Mobiles have changed how we consume portable games and how much we think we should be paying for them. The new standard is 69p ($0.99), with £4.99 seemingly expensive. And while it would be remiss of me to compare the likes of Angry Birds to something like Uncharted: Golden Abyss (£40), Angry Birds is a great game. It's cheap, can be downloaded anywhere, and provides more than enough entertainment for the morning commute. There are more than just cheap thrills available on the App Store too. Just look at the likes of Infinity Blade II, Grand Theft Auto III, or the recently released Ghost Trick for evidence of that.

I'm not convinced that the lure of big names like Uncharted or Wipeout is enough for people to drop £40 on a portable game anymore--at least not at the levels that the DS and PSP sustained. Especially when it's tied to a device that starts at £230, without a memory card that costs an extortionate £30 for a mere 8GB of space. They're proprietary of course, so you can't go buying cheap SD cards to fill with games. And forget about sharing your Vita with the family because each is tied to a single user account, as are the games. It's like Sony's been screwing us for so long that it just expects us sit there and take it.

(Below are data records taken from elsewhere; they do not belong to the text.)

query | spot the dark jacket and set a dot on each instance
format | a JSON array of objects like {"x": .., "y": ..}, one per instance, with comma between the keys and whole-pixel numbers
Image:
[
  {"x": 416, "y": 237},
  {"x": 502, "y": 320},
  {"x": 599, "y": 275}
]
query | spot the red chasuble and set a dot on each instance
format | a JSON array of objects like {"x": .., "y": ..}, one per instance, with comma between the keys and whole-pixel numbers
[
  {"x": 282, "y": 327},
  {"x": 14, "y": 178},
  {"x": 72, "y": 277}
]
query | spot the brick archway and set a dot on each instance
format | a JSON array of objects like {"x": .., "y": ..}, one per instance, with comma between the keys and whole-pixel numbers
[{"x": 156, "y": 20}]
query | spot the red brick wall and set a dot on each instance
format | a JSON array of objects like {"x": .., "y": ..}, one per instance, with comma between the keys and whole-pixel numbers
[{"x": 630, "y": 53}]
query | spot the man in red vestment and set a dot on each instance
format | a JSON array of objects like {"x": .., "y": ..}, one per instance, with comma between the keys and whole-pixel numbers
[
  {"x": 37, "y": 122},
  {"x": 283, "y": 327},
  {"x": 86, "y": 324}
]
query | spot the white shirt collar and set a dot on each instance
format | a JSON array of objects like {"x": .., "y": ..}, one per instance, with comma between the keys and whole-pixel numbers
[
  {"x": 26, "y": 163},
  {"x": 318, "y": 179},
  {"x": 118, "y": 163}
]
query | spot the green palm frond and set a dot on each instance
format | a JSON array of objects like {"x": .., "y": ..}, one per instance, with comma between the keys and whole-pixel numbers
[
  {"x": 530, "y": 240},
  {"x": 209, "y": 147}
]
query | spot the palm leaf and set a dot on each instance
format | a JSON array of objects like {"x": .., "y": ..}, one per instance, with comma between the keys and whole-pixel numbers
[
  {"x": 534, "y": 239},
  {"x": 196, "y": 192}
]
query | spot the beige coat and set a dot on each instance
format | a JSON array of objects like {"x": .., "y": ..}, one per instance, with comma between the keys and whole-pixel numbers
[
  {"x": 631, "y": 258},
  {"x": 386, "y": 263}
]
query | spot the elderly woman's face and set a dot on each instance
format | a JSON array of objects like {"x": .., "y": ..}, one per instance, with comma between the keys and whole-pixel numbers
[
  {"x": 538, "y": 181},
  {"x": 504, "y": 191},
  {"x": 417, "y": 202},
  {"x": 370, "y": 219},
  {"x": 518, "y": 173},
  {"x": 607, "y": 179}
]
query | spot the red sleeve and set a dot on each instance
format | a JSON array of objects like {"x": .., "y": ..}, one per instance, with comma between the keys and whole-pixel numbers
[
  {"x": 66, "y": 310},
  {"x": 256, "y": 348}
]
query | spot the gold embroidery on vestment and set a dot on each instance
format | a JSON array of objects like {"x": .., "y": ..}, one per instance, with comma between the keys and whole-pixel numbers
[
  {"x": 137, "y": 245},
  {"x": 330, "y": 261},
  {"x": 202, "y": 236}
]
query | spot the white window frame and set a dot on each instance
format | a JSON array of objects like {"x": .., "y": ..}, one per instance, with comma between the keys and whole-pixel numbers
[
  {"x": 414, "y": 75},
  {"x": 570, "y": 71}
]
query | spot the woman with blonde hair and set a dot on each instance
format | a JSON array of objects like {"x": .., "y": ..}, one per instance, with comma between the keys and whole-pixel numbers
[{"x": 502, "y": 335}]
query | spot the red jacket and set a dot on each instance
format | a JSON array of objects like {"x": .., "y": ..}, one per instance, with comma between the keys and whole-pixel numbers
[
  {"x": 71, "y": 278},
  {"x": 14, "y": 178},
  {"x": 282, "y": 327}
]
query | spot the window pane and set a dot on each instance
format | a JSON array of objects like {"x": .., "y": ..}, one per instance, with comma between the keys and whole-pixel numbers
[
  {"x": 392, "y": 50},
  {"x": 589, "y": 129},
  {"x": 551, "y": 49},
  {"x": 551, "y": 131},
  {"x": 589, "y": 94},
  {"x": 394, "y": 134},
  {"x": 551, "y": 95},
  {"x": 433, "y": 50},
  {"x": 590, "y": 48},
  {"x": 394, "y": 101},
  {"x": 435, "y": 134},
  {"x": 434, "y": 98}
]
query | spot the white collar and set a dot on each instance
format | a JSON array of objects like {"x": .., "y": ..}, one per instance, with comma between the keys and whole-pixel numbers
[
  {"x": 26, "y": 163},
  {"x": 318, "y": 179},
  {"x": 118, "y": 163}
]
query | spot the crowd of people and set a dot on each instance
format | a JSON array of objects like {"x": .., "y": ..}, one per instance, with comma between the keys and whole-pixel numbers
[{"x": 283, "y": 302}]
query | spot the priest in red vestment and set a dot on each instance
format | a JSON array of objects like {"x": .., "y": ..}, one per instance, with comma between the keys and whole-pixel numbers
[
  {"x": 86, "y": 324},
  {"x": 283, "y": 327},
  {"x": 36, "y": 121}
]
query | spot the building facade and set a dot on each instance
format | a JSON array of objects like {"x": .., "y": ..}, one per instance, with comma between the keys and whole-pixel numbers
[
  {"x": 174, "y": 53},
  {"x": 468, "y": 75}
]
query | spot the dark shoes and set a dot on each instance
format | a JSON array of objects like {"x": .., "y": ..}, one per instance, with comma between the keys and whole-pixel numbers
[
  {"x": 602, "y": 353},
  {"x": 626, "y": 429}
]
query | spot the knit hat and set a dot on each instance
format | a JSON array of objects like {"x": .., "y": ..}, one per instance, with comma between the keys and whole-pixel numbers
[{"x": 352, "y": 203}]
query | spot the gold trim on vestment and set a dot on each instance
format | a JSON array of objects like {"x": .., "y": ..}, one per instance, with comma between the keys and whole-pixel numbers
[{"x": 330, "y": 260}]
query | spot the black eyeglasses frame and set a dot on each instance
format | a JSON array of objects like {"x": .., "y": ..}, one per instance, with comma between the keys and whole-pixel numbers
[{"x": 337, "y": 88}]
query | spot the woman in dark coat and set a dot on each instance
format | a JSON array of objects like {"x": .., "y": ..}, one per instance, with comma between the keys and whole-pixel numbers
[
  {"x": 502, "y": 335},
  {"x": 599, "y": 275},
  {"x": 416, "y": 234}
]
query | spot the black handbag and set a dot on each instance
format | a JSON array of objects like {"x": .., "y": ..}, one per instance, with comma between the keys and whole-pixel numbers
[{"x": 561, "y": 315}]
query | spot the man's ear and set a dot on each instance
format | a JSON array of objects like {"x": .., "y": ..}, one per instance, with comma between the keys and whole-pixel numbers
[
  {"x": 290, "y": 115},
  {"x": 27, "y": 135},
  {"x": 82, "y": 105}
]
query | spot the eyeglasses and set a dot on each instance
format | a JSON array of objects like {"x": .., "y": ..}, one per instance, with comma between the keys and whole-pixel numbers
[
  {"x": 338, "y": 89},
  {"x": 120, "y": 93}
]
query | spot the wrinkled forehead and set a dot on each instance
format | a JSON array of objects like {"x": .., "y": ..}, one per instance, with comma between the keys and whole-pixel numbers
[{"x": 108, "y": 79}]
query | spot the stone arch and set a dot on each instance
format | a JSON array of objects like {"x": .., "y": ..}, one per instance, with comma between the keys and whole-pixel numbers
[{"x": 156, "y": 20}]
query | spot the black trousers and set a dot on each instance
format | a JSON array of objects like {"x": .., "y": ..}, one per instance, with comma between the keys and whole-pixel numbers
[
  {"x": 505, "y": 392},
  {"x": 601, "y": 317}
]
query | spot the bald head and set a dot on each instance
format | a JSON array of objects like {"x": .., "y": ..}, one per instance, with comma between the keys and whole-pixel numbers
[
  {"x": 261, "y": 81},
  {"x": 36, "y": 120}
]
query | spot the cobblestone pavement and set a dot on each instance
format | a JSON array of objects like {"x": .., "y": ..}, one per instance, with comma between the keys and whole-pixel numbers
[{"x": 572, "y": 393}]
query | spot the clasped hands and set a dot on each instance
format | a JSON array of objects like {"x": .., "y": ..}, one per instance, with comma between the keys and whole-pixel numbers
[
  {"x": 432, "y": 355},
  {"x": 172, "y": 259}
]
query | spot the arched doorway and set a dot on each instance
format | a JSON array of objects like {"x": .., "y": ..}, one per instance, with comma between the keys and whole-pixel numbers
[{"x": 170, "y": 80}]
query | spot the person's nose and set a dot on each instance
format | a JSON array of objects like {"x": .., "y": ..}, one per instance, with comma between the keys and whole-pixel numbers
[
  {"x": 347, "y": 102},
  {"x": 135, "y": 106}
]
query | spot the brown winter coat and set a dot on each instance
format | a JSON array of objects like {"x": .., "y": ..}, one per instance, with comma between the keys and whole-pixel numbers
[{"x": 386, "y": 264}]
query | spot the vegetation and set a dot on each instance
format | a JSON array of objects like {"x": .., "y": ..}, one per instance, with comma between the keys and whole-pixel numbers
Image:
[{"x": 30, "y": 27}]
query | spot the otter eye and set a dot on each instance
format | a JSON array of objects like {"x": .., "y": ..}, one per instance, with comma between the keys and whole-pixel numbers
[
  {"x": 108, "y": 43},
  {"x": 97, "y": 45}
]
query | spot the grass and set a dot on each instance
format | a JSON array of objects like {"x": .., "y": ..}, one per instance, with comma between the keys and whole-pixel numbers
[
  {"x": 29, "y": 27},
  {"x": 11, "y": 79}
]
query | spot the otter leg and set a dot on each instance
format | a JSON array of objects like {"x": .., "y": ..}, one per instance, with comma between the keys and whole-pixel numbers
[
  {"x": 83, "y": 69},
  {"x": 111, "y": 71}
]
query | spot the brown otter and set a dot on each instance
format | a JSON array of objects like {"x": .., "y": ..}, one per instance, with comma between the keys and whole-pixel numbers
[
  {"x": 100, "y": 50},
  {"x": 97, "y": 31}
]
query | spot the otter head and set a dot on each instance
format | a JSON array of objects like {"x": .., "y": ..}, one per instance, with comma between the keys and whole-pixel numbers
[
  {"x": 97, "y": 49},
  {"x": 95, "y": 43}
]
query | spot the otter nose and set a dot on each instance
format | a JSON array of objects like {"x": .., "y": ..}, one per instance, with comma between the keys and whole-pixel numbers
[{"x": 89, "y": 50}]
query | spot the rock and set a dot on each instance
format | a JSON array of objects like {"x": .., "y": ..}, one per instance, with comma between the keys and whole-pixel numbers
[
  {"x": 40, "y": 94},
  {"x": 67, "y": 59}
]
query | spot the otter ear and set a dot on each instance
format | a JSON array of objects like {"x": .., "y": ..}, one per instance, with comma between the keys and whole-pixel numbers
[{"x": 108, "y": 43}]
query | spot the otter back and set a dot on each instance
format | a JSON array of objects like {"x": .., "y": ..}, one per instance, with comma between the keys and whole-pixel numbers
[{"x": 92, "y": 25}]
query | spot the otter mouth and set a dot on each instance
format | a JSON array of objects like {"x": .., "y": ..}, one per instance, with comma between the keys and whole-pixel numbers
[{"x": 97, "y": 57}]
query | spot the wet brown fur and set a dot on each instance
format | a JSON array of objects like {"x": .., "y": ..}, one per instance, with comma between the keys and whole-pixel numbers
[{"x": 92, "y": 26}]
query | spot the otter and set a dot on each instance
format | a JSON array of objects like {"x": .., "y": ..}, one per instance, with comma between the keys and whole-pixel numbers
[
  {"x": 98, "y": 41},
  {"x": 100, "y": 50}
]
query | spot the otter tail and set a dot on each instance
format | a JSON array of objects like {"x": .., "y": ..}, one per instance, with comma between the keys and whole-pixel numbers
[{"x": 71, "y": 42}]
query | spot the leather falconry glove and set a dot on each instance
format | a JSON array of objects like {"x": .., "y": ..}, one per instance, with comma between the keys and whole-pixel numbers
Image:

Except, we're not. We've been wined, dined, and given a gentlemanly kiss goodnight by the likes of Apple, Google, and Amazon, and you know what? It felt pretty darn good. Things aren't perfect with those companies, but they're a damn sight better than they are with Sony, which has completely failed to respond to where the market is going and where consumers are spending their money. It has resulted in an overpriced, gargantuan piece of hardware that--while impressive at a technical level--just incites anger at every turn.

Unlike my phone, I don't need to carry a Vita around with me. And, given my experience, I don't want to either.